Wallsendmag II said:


> Cant believe nobodys going ,its a great day out, GET YOURSELVES MOVING :wink:


You tell them Andy they may be a shower in it for you :wink: :lol:


----------



## Mrs Wallsendmag (Dec 13, 2005)

YELLOW_TT said:


> Wallsendmag II said:
> 
> 
> > Cant believe nobodys going ,its a great day out, GET YOURSELVES MOVING :wink:
> ...


PM me with your mobile Andy just incase you are tucking into a pie when we arrive :wink:


----------



## YELLOW_TT (Feb 25, 2004)

Wallsendmag II said:


> YELLOW_TT said:
> 
> 
> > Wallsendmag II said:
> ...


Will do


----------



## TTCool (Feb 7, 2005)

Good morning Andy

Judy and I are going to Gaydon on the Sunday. We are setting off at 6am to arrive about 9am. The exchanging of members' mobile numbers by PM is a good idea, I think. Looking forward to it. Going to join the TTOC at the venue. Must go, getting the urge to polish something 

Regards

Joe & Judy


----------



## Mrs Wallsendmag (Dec 13, 2005)

Joe my mobile is pm'd  if you should need it canny hike there and back in one day though

Andrew


----------



## YELLOW_TT (Feb 25, 2004)

Wallsendmag II said:


> Joe my mobile is *********** if you should need it canny hike there and back in one day though
> 
> Andrew


It is not a bad drive there and back in a day I did it for the reps meet


----------



## TTCool (Feb 7, 2005)

YELLOW_TT said:


> Wallsendmag II said:
> 
> 
> > Joe my mobile is *********** if you should need it canny hike there and back in one day though
> ...


According to MS AutoRoute it's a 420 mile round trip. Can't really get enough of my TT. Hope the weather is sunny. Friday to Monday is forecast to be sunny for the Warwick/Banbury area, according to BBC Weather Centre.

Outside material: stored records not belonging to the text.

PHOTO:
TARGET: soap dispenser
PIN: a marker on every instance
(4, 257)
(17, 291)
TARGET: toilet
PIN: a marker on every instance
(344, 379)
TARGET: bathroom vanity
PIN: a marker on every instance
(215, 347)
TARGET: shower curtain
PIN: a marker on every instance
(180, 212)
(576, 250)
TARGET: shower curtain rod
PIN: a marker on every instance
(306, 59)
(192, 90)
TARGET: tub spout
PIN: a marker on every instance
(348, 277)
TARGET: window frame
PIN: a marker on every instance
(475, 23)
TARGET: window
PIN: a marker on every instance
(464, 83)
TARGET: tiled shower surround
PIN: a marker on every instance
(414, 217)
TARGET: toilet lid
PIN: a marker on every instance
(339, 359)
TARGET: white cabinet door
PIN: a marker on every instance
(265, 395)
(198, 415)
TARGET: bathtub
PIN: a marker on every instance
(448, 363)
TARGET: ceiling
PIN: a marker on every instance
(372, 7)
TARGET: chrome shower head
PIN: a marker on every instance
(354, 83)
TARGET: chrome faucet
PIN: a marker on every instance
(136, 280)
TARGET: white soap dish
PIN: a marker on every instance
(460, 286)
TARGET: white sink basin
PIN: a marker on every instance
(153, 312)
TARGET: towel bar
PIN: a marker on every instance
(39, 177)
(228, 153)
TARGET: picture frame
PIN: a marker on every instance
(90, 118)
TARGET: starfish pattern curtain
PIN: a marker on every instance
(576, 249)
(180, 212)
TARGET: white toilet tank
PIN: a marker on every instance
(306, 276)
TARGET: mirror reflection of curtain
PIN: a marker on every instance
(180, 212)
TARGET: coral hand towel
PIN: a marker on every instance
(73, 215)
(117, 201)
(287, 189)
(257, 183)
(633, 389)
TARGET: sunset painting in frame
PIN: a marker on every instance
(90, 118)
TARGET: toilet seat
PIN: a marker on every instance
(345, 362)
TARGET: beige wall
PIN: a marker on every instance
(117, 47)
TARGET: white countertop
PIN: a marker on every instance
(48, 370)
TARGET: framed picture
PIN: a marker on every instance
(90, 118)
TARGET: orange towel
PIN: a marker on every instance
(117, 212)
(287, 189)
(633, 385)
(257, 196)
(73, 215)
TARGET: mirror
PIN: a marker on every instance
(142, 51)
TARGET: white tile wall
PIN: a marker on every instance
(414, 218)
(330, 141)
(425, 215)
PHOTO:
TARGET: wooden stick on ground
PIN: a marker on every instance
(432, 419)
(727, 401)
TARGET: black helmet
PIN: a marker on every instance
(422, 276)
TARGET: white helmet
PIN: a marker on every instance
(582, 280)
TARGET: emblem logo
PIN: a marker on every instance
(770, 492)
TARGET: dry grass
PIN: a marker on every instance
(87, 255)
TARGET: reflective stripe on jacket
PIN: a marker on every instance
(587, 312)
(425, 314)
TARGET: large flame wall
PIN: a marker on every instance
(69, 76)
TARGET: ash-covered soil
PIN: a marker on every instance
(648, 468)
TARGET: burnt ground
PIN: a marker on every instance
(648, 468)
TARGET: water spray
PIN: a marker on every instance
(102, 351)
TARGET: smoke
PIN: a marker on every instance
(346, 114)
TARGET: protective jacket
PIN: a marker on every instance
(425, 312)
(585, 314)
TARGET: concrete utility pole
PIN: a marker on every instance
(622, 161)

http://www.bbc.co.uk/weather/5day.shtml?id=1577

Joe 8)


----------



## Mrs Wallsendmag (Dec 13, 2005)

TTCool said:


> YELLOW_TT said:
> 
> 
> > Wallsendmag II said:
> ...


Not another one of those " we live in Dundee lets go to Oban for fish and chips" people :roll: :lol: :lol: :lol:


----------



## TTCool (Feb 7, 2005)

TTCool said:


> YELLOW_TT said:
> 
> 
> > Wallsendmag II said:
> ...


Mobile deleted :wink:


----------



## TTCool (Feb 7, 2005)

TTCool said:


> YELLOW_TT said:
> 
> 
> > Wallsendmag II said:
> ...


Mobile deleted


----------